Deux semaines plus tard, je me tenais devant la porte du studio sur le canal Griboïedov, clés en main. L’appartement que j’avais adoré sept ans plus tôt était à moi… pour de bon.
Denis l’avait laissé dans un état pitoyable : vaisselle sale, vieux vêtements traînant partout, odeur désagréable. Des boîtes de pizza vides jonchaient la cuisine, et des bouteilles vides s’empilaient sur la table. J’ai ouvert la fenêtre pour laisser entrer l’air frais du canal.
La vue n’avait pas changé : les façades anciennes se reflétaient toujours dans l’eau sombre. Debout devant la fenêtre, j’ai pensé que la vie réserve parfois des surprises qui, d’abord catastrophiques, se révèlent être des cadeaux.
Bien sûr, l’appartement avait besoin de travaux. Bien sûr, les réparations et le crédit à rembourser pesaient lourd sur mon budget. Mais je possédais enfin un logement dans le cœur de la ville que j’aimais, pour un prix que je n’aurais jamais pu obtenir autrement.

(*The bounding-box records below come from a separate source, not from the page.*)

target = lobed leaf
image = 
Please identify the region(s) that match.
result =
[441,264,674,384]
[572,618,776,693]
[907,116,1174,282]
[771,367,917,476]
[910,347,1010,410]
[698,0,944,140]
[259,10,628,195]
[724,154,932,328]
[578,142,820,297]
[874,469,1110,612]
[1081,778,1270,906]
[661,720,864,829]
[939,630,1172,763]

J’ai composé le numéro d’un service de nettoyage : demain, je fais venir des professionnels. Après‑demain, j’achète des meubles neufs. Et dans un mois ou deux, je pourrai emménager.
Ma famille voulait m’imposer un prêt pour un appartement, mais ils n’avaient pas prévu un petit détail : au final, c’est moi qui suis devenue propriétaire.